Is there no option to train SAC with a convolutional network?

Hi,

I noticed that the SAC agent does not appear to have the ability to be trained with a convolutional network. Attached is a screenshot of the default config. I noticed that there are two models here to specify, Q_model and policy_model, but I do not see a way to add a conv_filters option. Am I making a mistake?

CONFIG="""{

 'policy_model':{'dim':12,
          'conv_filters':[[16,[4,4],1],
                         [32,[3,3],2],
                          [512,[6,6],1]]
       },
'Q_model':{'dim':12,
         'conv_filters':[[16,[4,4],1],
                         [32,[3,3],2],
                          [512,[6,6],1]]
         }
 }"""

Link to SAC
https://docs.ray.io/en/master/rllib-algorithms.html#soft-actor-critic-sac

Thanks,
Sam

I Samuel,

How do you pass the config you posted to RLlib?
The code you posted does not look like RLlibs code.
Because generally, you should be able to train any form of neural network with RLlib and SAC, provided it has the appropriate input and output shape.

Cheers

Hi @arturn,

The code I am running augments Rllib for specific research purposes, but it does not alter any of the source code for how the config is ingested by RLlib (or the training, for that matter). I need to push a deadline through tonight, but tomorrow I will provide a reproducibility script for this with a general RLlib CLI command. I have used this tool for at least 8 other agents RLlib offers and none of them show this kind of error when defining the model configuration.

Thanks,
Sam

Maybe the CONFIG object gets put into the model field in the ray.tune() call?

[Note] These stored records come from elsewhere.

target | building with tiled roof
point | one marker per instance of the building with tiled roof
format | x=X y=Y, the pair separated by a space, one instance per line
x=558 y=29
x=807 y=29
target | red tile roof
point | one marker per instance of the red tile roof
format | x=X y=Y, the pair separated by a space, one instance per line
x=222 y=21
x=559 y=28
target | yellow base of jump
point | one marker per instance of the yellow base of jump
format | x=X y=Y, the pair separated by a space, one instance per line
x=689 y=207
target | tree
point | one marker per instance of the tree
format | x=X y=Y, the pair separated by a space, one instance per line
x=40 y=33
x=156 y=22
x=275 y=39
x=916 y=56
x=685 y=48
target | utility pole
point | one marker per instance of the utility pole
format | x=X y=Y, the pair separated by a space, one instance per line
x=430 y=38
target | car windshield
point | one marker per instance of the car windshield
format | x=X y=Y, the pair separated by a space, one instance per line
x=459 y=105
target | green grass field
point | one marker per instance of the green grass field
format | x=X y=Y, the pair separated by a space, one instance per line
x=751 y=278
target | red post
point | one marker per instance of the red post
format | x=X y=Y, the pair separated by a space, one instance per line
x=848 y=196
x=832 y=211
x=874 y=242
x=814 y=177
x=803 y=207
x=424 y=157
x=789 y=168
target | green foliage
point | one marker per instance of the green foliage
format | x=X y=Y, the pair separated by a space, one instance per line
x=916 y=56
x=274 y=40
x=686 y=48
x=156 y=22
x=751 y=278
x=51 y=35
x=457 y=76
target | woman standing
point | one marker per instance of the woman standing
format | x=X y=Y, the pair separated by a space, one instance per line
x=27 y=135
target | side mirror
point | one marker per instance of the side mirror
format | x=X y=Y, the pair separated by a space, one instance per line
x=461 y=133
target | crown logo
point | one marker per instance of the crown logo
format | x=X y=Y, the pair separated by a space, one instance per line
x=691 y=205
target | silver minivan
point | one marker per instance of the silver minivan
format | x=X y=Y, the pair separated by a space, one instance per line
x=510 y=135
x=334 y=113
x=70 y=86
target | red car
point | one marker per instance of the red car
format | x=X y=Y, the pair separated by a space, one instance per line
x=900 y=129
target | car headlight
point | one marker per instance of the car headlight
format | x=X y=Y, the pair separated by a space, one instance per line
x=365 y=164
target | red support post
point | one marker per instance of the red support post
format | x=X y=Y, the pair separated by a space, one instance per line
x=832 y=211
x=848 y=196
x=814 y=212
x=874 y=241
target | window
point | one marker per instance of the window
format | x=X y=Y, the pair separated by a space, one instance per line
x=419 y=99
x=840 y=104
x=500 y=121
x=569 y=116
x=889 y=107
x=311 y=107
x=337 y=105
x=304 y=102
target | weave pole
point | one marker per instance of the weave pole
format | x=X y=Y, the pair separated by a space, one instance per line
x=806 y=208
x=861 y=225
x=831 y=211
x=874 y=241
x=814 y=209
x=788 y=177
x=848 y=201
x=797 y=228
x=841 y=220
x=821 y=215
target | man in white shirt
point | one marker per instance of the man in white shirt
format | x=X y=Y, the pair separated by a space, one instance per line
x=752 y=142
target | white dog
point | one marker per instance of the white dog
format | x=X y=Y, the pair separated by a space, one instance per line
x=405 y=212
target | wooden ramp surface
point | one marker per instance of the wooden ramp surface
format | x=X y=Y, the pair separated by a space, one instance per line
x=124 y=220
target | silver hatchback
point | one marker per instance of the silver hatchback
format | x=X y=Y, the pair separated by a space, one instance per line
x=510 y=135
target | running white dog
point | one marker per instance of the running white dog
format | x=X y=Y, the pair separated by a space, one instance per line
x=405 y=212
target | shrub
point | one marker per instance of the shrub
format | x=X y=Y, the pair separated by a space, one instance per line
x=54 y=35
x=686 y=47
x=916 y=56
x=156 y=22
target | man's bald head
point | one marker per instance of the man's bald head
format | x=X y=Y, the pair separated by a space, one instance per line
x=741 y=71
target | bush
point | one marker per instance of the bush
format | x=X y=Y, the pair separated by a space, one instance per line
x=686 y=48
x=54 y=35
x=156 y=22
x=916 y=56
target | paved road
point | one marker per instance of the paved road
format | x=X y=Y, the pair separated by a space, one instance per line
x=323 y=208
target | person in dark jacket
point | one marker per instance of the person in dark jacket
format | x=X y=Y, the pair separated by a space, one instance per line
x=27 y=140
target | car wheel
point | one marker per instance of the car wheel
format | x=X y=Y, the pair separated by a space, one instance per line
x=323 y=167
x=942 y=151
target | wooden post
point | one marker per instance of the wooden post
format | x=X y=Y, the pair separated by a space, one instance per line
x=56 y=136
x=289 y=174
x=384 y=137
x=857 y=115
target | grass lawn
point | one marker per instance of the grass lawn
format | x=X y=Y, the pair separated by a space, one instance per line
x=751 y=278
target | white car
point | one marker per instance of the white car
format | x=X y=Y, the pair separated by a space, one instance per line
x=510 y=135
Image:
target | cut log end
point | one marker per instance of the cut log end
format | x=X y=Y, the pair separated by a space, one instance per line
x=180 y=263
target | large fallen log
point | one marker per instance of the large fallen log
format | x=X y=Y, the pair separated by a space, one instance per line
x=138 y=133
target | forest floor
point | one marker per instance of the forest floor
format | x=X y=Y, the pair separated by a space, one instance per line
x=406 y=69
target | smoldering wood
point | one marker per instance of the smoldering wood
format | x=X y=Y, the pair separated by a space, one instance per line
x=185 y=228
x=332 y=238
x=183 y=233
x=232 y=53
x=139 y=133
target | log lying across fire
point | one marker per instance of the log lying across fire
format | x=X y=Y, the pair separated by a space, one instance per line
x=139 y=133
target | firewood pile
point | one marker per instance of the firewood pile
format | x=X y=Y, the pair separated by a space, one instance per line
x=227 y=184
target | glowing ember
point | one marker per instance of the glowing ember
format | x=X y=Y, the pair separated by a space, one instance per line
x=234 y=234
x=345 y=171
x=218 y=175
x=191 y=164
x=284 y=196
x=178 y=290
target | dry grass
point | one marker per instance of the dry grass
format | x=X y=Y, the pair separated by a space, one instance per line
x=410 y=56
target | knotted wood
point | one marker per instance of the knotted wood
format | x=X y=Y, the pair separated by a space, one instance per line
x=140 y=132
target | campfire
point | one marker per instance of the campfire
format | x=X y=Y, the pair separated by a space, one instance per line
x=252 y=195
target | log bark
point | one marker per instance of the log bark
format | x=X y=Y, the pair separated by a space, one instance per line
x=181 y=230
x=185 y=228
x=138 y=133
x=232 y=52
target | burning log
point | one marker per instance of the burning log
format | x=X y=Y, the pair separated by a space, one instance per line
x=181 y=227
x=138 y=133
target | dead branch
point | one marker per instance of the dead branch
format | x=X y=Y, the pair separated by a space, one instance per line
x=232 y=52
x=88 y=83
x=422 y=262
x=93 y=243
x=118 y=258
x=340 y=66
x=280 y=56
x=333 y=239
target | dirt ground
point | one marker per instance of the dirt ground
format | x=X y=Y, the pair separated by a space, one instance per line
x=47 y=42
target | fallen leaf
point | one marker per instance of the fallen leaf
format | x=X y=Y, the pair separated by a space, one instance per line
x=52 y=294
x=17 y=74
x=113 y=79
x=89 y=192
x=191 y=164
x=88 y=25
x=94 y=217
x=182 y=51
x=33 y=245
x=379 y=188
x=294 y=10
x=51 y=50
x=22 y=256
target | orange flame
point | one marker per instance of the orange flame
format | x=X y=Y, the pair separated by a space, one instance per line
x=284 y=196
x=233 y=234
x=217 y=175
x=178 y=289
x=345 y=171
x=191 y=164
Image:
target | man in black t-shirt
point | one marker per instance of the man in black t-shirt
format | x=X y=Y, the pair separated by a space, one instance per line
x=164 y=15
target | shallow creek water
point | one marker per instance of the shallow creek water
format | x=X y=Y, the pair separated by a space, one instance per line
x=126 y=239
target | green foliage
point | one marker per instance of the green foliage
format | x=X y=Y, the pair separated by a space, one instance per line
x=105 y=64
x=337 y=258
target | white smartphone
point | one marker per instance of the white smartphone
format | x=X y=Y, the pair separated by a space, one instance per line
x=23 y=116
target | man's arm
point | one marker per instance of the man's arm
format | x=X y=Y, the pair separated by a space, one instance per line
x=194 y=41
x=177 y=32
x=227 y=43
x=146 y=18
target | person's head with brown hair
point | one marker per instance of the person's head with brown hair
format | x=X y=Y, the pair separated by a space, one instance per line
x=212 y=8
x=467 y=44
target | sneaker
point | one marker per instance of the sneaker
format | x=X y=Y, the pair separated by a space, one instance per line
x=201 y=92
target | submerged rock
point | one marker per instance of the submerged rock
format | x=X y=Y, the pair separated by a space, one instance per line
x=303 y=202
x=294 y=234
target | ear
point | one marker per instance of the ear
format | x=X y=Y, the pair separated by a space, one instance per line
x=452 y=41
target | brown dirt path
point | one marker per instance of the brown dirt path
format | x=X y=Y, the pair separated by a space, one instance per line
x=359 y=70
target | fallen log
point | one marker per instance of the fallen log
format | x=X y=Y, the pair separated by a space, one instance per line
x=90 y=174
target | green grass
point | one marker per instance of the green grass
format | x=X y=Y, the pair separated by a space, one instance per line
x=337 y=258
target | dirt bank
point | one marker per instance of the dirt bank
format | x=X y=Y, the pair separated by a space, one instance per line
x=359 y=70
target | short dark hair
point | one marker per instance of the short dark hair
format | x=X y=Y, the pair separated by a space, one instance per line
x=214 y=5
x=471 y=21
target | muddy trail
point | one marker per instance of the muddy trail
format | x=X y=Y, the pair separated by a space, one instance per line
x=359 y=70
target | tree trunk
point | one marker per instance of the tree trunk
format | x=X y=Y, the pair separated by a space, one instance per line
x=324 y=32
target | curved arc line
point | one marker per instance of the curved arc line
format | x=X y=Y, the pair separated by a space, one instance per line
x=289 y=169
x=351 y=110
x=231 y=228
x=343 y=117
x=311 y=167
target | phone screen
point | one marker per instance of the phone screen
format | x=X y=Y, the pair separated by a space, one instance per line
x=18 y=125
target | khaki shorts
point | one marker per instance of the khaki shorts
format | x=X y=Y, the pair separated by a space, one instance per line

The following code works for me:

import ray
from ray import tune

if __name__ == "__main__":
    ray.init()

    config = {
        "env": "Pendulum-v0",
        "Q_model": {
	        "conv_filters": [[16, [4, 4], 1],
	                         [32, [3, 3], 2],
	                         [512, [6, 6], 1]],
	    },
	    "policy_model": {
	        "conv_filters": [[16, [4, 4], 1],
	                         [32, [3, 3], 2],
	                         [512, [6, 6], 1]],
	    },
        "num_workers": 0,
        "framework": "torch",
    }

    stop = {
        "training_iteration": 1,
    }
    
    tune.run("SAC", stop=stop, config=config, verbose=2)

    ray.shutdown()
1 Like